An existential question is facing modern consumers: paper or plastic?
No, not grocery bags. Money.
Okay, we know that American dollar bills are actually made of fibers, not paper. We have some.
But over the last six years, Americans have been reaching more and more for their credit and debit cards — and passing over cash. The nation stands at the tipping point, perfectly pitched to tumble after Sweden, Singapore and the Netherlands to become another cash-averse nation.
But while those in Scandinavia and Singapore have embraced their digital wallets — only 1 in 5 payments is made using cash in Sweden — many Americans still cling to currency.
In 2013, the Federal Reserve Bank of Boston found that while noncash payments have been on a slow, steady rise, cash still accounts for more than a quarter of all U.S. payments. Debit and credit card transactions are more telling for our future, though; 53 percent of payments were made using plastic.
It's not hard to see why. Digital transactions are clean, simple and accurate. There is no worry of miscounted or misplaced change. Mobile apps make it easy to check bank accounts and credit card balances, create budgets, track spending, send money to friends and family, and even pay bills.
Plus, storing, creating and processing physical money costs — you guessed it — money.
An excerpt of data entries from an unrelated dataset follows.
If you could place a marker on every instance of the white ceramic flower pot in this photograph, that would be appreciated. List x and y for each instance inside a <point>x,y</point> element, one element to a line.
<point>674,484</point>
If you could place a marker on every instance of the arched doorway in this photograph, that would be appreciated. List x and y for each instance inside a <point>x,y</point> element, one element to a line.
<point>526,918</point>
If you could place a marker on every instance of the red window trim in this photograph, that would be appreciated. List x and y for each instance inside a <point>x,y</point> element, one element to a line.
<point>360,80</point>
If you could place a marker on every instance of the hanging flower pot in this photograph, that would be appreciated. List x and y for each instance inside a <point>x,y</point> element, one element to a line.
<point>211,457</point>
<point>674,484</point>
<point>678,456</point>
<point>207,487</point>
Singapore made headlines recently when the head of its central bank encouraged the city-state's other banks to pass on to their customers the cost of managing cash and checks, as a way of promoting the use of digital payments.
Cold cash has another drawback: Criminals like it. Thanks to its anonymity and portability, cash is an efficient way for crooks to keep transactions off the books. In a recent op-ed in the Wall Street Journal, economics professor Kenneth Rogoff listed crimes facilitated by paper money: racketeering, extortion, money laundering, drug and human trafficking, corruption of public officials and terrorism.
In May, the European Central Bank announced that it would phase out its 500-euro banknote at the end of 2018. Europe's chief law enforcement officer, Rob Wainwright, argued that the bill made it too easy for criminals and terrorists to fund their illegal activities.
That's not to say that digital money isn't susceptible to crime. We're all familiar with credit card fraud. But cutting out cash — especially bills worth more than $20 — could hobble crime bosses.
Creating a completely cashless society wouldn't come without a few hiccups; we'd have to learn to walk that fine line between security and privacy.
According to the Federal Deposit Insurance Corp., nearly 9.6 million American households don't have bank accounts. Those households present a challenge. Some of the "unbanked," as the FDIC calls them, prefer to keep their money close, away from the prying eyes of banks. Others face some impediment to opening an account, such as job or income loss, which means they might be left behind during a digital revolution of our monetary system.
Then there are those sticky questions we haven't yet asked ourselves about going cashless: How do we give spare change to street musicians? The homeless? What happens during a natural disaster? What will grandparents send in birthday cards?
We don't want those Washingtons to disappear from our wallets — at least not yet. Small bills are essential to everyday transactions.
The way to ease us into a new era of digital denomination is to take a page from the Europeans' book: Slowly phase out higher bills. We'll find new ways to honor Ulysses S. Grant and Benjamin Franklin — other than $50 and $100 bills.